Espaço interno da Malha

Um dos diferenciais do projeto Malha é a infraestrutura. O local na Rua General Bruce 274 abriga 30 marcas residentes em contêineres e outros 46 residentes flex, marcas ou profissionais flutuantes no salão de coworking escolhidos num processo de “curadoria mútua”: após o residente entrar em contato com a Malha, sua ideia de negócio é avaliada pela equipe para saber se o negócio oferecido é compatível aos valores do projeto. O maquinário de costura, por exemplo, é o de uma fábrica completa, com mais de 200 metros quadrados ocupados pelo cosewing. O investimento total no galpão gira em torno de 2 milhões de reais, sendo que a maior parte do dinheiro veio de patrocinadores. A lista de parceiros inclui a Farm, as Sandálias Ipanema, o ied Rio e a Babilônia Feira Hype. A Farm não terá o seu escritório no galpão de São Cristóvão, mas já prevê a realização de vários eventos em parceria. A Foxton (também do grupo Farm) terá uma loja pop-up no espaço.
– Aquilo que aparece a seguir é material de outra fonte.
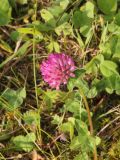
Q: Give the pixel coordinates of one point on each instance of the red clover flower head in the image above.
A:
(57, 69)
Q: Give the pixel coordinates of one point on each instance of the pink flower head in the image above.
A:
(57, 69)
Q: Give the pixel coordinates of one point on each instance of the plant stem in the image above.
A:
(89, 119)
(34, 70)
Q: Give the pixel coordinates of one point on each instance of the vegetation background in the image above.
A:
(81, 121)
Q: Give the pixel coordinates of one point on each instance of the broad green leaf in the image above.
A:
(107, 6)
(56, 47)
(64, 4)
(92, 66)
(55, 11)
(5, 12)
(81, 156)
(46, 15)
(89, 7)
(65, 29)
(83, 18)
(117, 18)
(15, 35)
(31, 117)
(25, 143)
(68, 127)
(57, 119)
(108, 68)
(22, 1)
(22, 50)
(113, 84)
(75, 144)
(30, 31)
(5, 46)
(13, 98)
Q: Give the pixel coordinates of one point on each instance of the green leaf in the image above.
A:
(32, 31)
(81, 156)
(64, 4)
(107, 6)
(75, 144)
(5, 12)
(22, 1)
(108, 68)
(113, 84)
(117, 18)
(65, 29)
(83, 18)
(46, 15)
(92, 66)
(56, 47)
(5, 46)
(68, 127)
(57, 119)
(22, 50)
(25, 143)
(13, 98)
(31, 117)
(15, 35)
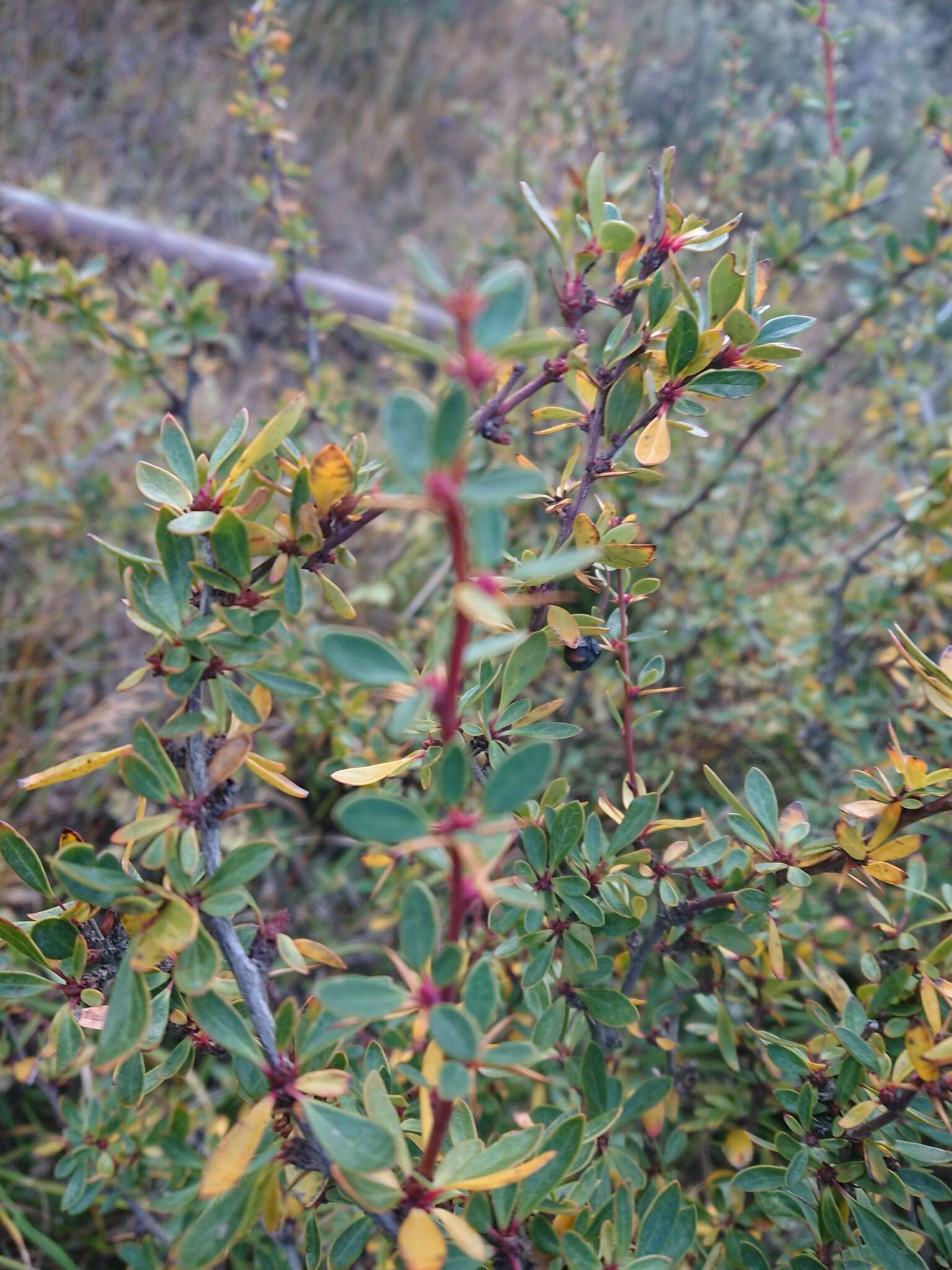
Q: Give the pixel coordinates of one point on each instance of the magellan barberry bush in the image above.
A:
(578, 1033)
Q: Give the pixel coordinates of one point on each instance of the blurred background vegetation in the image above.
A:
(421, 118)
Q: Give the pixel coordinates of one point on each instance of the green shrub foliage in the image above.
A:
(597, 1029)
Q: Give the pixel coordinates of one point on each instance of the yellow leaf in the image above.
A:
(861, 1112)
(503, 1176)
(320, 953)
(653, 1121)
(165, 933)
(739, 1148)
(375, 773)
(462, 1235)
(919, 1048)
(475, 603)
(941, 1053)
(931, 1003)
(420, 1242)
(884, 871)
(888, 824)
(73, 769)
(330, 477)
(628, 556)
(564, 625)
(835, 988)
(337, 598)
(328, 1082)
(865, 808)
(227, 758)
(542, 711)
(584, 531)
(708, 347)
(850, 840)
(276, 779)
(654, 445)
(897, 849)
(775, 949)
(227, 1163)
(268, 438)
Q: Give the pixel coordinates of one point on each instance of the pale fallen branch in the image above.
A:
(24, 213)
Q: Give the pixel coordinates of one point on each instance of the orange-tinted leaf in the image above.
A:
(73, 769)
(420, 1242)
(227, 1163)
(654, 443)
(330, 477)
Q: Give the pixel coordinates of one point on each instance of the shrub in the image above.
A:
(594, 1032)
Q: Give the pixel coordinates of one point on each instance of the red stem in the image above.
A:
(627, 724)
(442, 1112)
(831, 84)
(457, 897)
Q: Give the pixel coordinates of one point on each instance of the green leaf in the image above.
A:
(498, 486)
(638, 817)
(451, 426)
(655, 1228)
(617, 235)
(231, 438)
(363, 657)
(22, 984)
(511, 1150)
(351, 1141)
(239, 701)
(178, 453)
(762, 801)
(380, 818)
(759, 1178)
(728, 384)
(23, 860)
(456, 1032)
(418, 925)
(400, 340)
(55, 936)
(568, 825)
(224, 1024)
(284, 685)
(350, 1244)
(361, 996)
(542, 218)
(277, 430)
(506, 293)
(161, 487)
(725, 1039)
(609, 1006)
(239, 866)
(724, 287)
(152, 752)
(861, 1050)
(578, 1253)
(197, 966)
(624, 401)
(565, 1139)
(519, 776)
(741, 328)
(884, 1240)
(193, 522)
(219, 1223)
(522, 667)
(408, 425)
(682, 343)
(230, 544)
(596, 192)
(126, 1019)
(782, 328)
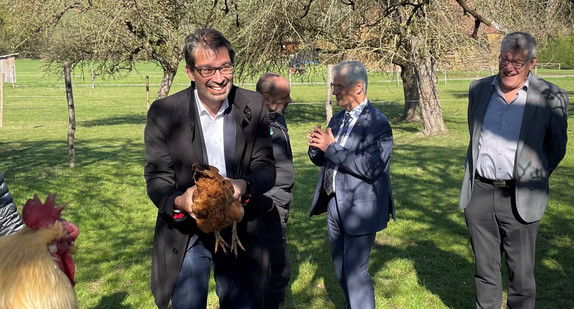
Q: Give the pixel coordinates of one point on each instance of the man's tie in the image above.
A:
(330, 167)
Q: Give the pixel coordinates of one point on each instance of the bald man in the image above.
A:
(276, 95)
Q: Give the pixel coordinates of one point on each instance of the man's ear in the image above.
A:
(189, 73)
(267, 98)
(532, 63)
(359, 88)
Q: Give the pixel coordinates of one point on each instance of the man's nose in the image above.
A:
(217, 77)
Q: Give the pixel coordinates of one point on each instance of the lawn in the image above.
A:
(423, 260)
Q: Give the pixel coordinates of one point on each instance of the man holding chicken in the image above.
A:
(216, 123)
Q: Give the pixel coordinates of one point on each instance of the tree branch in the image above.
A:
(479, 18)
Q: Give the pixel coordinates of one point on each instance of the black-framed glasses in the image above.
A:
(515, 64)
(208, 72)
(337, 87)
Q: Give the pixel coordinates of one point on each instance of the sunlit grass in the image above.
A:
(423, 260)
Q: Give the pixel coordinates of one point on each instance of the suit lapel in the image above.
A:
(477, 114)
(533, 102)
(243, 116)
(197, 148)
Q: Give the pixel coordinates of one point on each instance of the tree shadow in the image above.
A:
(113, 301)
(135, 119)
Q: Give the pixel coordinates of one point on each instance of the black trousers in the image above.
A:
(496, 228)
(276, 227)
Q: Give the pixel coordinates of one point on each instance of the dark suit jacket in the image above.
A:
(173, 143)
(362, 184)
(541, 145)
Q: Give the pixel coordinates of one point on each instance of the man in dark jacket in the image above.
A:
(276, 95)
(10, 220)
(225, 126)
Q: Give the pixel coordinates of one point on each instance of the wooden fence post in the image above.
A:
(147, 91)
(93, 77)
(1, 98)
(71, 114)
(328, 104)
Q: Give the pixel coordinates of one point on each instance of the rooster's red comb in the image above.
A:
(37, 215)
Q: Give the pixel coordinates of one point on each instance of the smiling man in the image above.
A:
(518, 133)
(354, 185)
(216, 123)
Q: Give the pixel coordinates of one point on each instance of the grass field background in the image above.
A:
(423, 260)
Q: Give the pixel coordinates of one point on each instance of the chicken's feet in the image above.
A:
(235, 240)
(220, 242)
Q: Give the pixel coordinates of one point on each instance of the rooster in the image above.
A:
(36, 268)
(214, 206)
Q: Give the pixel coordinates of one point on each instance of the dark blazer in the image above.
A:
(541, 145)
(173, 143)
(362, 184)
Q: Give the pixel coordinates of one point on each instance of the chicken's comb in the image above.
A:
(37, 215)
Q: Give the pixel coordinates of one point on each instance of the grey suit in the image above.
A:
(505, 218)
(541, 146)
(363, 199)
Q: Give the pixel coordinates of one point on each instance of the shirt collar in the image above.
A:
(496, 82)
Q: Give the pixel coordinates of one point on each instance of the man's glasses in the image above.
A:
(515, 64)
(208, 72)
(337, 87)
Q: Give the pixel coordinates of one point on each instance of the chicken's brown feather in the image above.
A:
(213, 203)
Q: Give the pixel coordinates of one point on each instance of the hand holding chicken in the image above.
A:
(214, 205)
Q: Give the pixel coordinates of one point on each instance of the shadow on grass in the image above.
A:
(117, 120)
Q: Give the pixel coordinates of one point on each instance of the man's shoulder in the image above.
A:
(250, 96)
(542, 85)
(485, 81)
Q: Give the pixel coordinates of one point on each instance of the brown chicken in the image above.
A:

O tamanho da Malha também a torna local perfeito para sediar eventos e desfiles, o que não deve demorar a acontecer, movimentando a agenda do bairro imperial, também já conhecido como polo da moda carioca. E como o homem não vive só de moda, um restaurante, o Verdin, está em construção e será inaugurado em setembro. Em 15 meses, ideias de utópicas tardes de sábado levantaram-se da mesa, transformaram-se no projeto Malha, e partiram para o trabalho. Nem a chuva fina que cai sobre o Rio numa quarta-feira cinzenta, desmorona ânimos: “Envolvendo toda a galera, extraímos essência e não tendência."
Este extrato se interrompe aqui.